WUKA & Postpartum Bleeding
6. Ectopic Pregnancy
Ectopic pregnancies happen when the embryo implants itself outside of the uterus and begins to grow. This can cause sharp pains and cramps on one side of the pelvis. You may also experience feeling sick, vaginal bleeding, and dizziness.
7. Ovarian Cyst
A cyst is a fluid-filled sac that develops on an ovary and causes pelvic pain when it bursts or becomes twisted. Some of the symptoms that a cyst can cause include leaving your tummy feeling bloated, painful bowel movements, and pain in the lower back or thighs.
8. Interstitial Cystitis
Interstitial cystitis is not an infection but is due to an inflamed bladder. It’s more common in women in their 30’s and 40’s. Interstitial cystitis can cause women to wee urgently and frequently, they can also experience discomfort when weeing, and pain during sex.
9. Pelvic Support Problem
Pelvic support problems can occur from muscles and ligaments weakening, which means that organs such as the uterus, bladder, and rectum can move from their normal position and downwards towards the vagina. Pregnancy and giving birth can be the cause of muscles and ligaments weakening. Exercises such as Kegel exercises, or pelvic muscle exercises, are used to strengthen the muscles that surround the openings of the urethra, vagina and rectum.
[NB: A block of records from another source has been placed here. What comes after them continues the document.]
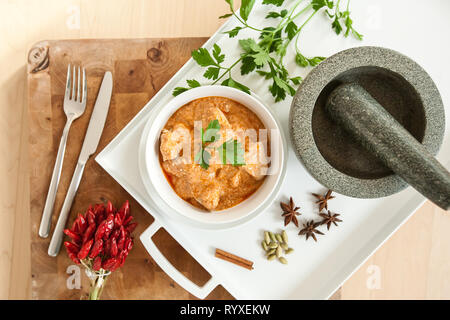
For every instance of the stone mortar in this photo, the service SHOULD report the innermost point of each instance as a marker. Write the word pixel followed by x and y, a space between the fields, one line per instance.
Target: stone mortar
pixel 331 155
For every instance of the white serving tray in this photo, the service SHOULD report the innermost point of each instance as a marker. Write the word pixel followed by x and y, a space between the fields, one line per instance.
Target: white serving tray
pixel 418 29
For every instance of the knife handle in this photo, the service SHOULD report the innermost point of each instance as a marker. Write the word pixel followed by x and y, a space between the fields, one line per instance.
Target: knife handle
pixel 46 220
pixel 58 235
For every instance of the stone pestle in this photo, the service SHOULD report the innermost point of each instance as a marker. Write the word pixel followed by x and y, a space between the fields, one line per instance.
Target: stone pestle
pixel 372 126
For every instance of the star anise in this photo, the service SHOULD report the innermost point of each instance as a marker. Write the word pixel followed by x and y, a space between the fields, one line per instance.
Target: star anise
pixel 290 212
pixel 309 229
pixel 323 200
pixel 329 218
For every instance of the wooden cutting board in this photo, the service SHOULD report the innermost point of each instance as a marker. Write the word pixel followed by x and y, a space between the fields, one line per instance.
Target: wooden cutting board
pixel 140 68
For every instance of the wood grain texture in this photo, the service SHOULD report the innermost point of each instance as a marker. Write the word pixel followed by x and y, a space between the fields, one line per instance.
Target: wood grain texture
pixel 24 22
pixel 140 68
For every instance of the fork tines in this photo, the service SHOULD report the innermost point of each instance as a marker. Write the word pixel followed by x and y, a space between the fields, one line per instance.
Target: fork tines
pixel 74 82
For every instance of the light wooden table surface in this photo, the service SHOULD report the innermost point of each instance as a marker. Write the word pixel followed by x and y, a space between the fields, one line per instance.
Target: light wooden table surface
pixel 413 264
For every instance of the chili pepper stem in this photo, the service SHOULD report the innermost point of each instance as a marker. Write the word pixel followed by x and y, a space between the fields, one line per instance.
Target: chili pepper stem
pixel 97 285
pixel 98 280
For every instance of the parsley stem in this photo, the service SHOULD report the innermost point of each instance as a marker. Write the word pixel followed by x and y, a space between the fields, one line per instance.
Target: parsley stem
pixel 242 21
pixel 297 34
pixel 228 70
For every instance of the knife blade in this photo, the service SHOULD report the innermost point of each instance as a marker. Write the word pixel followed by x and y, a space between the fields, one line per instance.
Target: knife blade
pixel 98 118
pixel 90 144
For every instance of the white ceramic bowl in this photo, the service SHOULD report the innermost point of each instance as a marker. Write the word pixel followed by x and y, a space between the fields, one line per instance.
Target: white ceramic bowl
pixel 162 194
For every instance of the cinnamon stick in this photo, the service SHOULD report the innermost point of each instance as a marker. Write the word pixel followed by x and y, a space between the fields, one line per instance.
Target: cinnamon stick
pixel 234 259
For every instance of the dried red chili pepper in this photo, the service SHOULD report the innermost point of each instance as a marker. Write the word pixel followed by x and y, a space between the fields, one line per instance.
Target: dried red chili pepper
pixel 74 227
pixel 75 237
pixel 124 210
pixel 102 234
pixel 114 249
pixel 73 257
pixel 109 208
pixel 109 225
pixel 128 244
pixel 88 234
pixel 131 227
pixel 127 220
pixel 117 220
pixel 84 251
pixel 90 217
pixel 96 248
pixel 100 230
pixel 82 223
pixel 97 264
pixel 71 247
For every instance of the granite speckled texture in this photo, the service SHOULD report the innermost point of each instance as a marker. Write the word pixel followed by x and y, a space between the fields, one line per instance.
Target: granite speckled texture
pixel 427 113
pixel 374 128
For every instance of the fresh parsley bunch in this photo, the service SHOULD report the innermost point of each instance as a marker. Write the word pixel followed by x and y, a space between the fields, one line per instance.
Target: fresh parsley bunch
pixel 264 54
pixel 230 152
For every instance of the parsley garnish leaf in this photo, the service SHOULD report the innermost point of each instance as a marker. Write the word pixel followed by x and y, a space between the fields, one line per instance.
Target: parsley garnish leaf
pixel 231 152
pixel 274 2
pixel 246 8
pixel 265 51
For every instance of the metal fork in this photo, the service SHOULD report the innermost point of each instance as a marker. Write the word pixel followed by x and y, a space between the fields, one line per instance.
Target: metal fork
pixel 74 106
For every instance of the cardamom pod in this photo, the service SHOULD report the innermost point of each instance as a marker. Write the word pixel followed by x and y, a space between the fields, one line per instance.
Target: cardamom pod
pixel 272 236
pixel 279 238
pixel 273 245
pixel 278 252
pixel 282 260
pixel 271 257
pixel 284 236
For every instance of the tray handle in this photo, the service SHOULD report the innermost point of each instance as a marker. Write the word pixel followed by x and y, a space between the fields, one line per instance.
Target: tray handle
pixel 177 276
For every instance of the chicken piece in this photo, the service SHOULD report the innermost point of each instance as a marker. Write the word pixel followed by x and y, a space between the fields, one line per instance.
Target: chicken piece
pixel 256 163
pixel 204 186
pixel 172 142
pixel 182 187
pixel 177 167
pixel 208 195
pixel 236 179
pixel 210 114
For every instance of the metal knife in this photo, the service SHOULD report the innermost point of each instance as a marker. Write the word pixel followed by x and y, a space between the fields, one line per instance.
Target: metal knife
pixel 91 140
10. Urinary Tract Infection
Urinary tract infections are caused by bacteria and often occur in women rather than men. The infection can affect the kidneys, urethra, or the bladder. If you have a urinary tract infection then it’s likely you’ll experience cloudy urine which may contain blood, urine that has a bad smell to it, and lower back pain.
Wrapping It Up
There are many causes of pelvic pain which can be caused by conditions or diseases affecting the digestive, reproductive system, or the urinary tract. On occasions, the cause may not be known.
It’s important to chat to your doctor if you are experiencing pelvic pain, whether it’s a sudden unexpected pain, recurring pain, or an ongoing pain.